La situazione dei vari istituti di pena italiana è stata presentata dagli esponenti delle cooperative sociali, poi è stata la volta dei detenuti, ascoltati con grandissimo interesse dai ragazzi dell’università. «Essere trattati da persone, chiamati per nome e non essere dei semplici numeri di matricola ci fa risentire uomini». «Lavorare secondo regole certe apre nuove relazioni con l’esterno, con le persone che vivono fuori», ha detto uno di loro, «insegna a rispettarsi, a capire il proprio ruolo, a vivere in modo corretto le relazioni con i compagni e i responsabili del proprio settore. Avere un regolare stipendio poi permette di mantenere la famiglia e non doversi più umiliare a chiedere un aiuto economico ai propri cari oltre a slegarsi da situazioni che ti tengono ancorato al passato». «Io sono stato 25 anni in carcere», ha aggiunto un operatore del call center, «sono arrivato qui che non sapevo cos’è era un computer e ora seguo la formazione dei nuovi addetti. E poi da quando lavoro sono cambiati anche i pensieri e i discorsi: quando torni in cella parli di com’è andata la giornata, delle difficoltà che hai incontrato, dei clienti con cui hai avuto a che fare. Prima il tema era sempre lo stesso: i processi, i diritti, i reati, gli avvocati, i permessi… non si riusciva ad uscirne». «E’ solo se siamo trattati con legalità che impariamo il rispetto delle regole».
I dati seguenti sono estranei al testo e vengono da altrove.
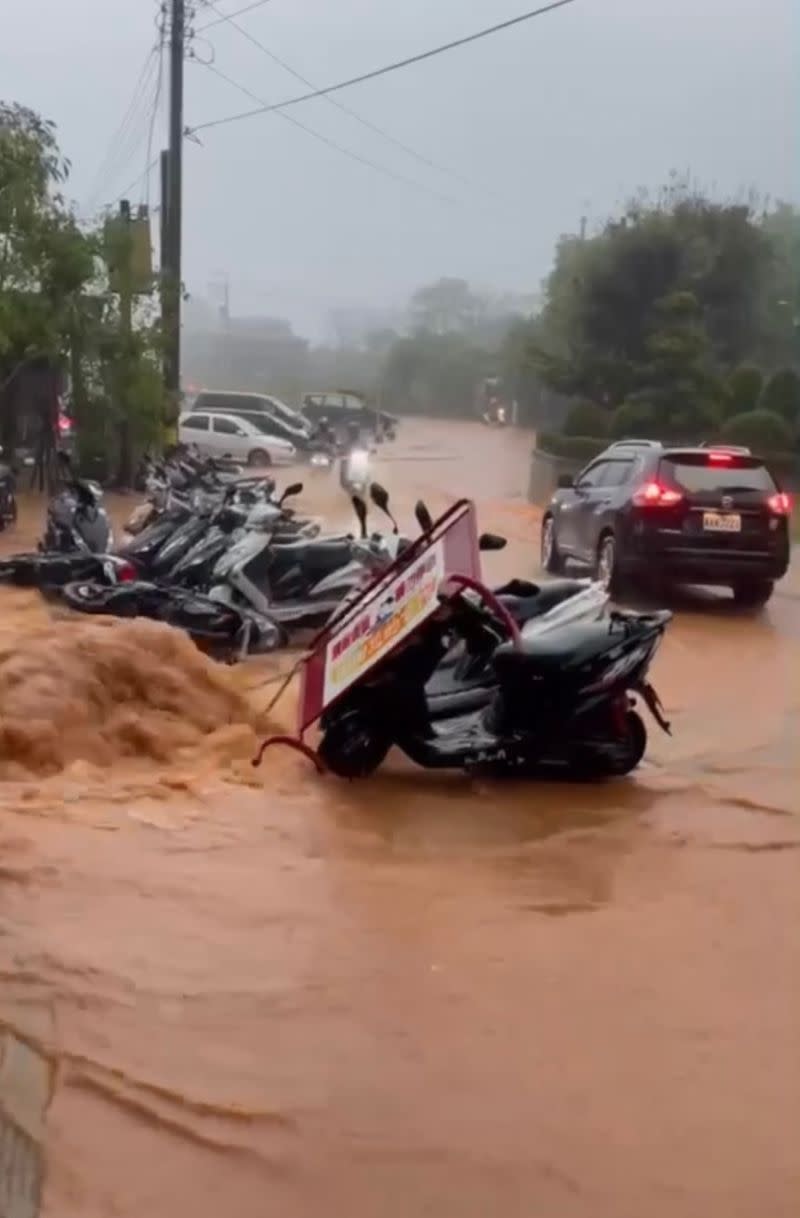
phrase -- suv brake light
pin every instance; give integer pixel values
(779, 503)
(653, 495)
Al termine, la parola è andata a Tiraboschi. «Anzitutto sono molto grato dell’esperienza fatta oggi, penso che sia stato un grande arricchimento per i miei studenti». Un pensiero ampliato su Facebook nei giorni successivi. «Cosa è il lavoro? Quale è il suo valore? Quali regole lo governano? È tutto scritto molto bene nei nostri libri, ma fino a quando gli studenti non incontrano esperienze reali sono solo parole». Quanto alle cooperative sociali il docente le ha invitate a sintetizzare in un breve documento le difficoltà ma soprattutto le proposte che emergono dal mondo della cooperazione: «Il vostro è un contributo prezioso, sono certo che darete un apporto sostanziale al dibattito in corso agli Stati generali».
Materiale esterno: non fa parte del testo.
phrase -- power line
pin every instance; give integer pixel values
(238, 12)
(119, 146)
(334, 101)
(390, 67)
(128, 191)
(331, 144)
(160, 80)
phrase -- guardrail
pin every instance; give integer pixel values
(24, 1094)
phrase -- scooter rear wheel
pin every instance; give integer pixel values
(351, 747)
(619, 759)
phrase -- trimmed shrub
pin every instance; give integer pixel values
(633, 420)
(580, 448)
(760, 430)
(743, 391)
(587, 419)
La giornata si è conclusa, e non poteva essere diversamente, a suon di tweet. «Il lavoro non è solo un’attività economica», ha cinguettato Ilaria, «incontrare i #detenuti #lavoratori ha #(ri)educato anche noi studenti!» E Isabella: «Bellissima esperienza nel carcere di Padova… abbiamo capito la vera importanza del lavoro».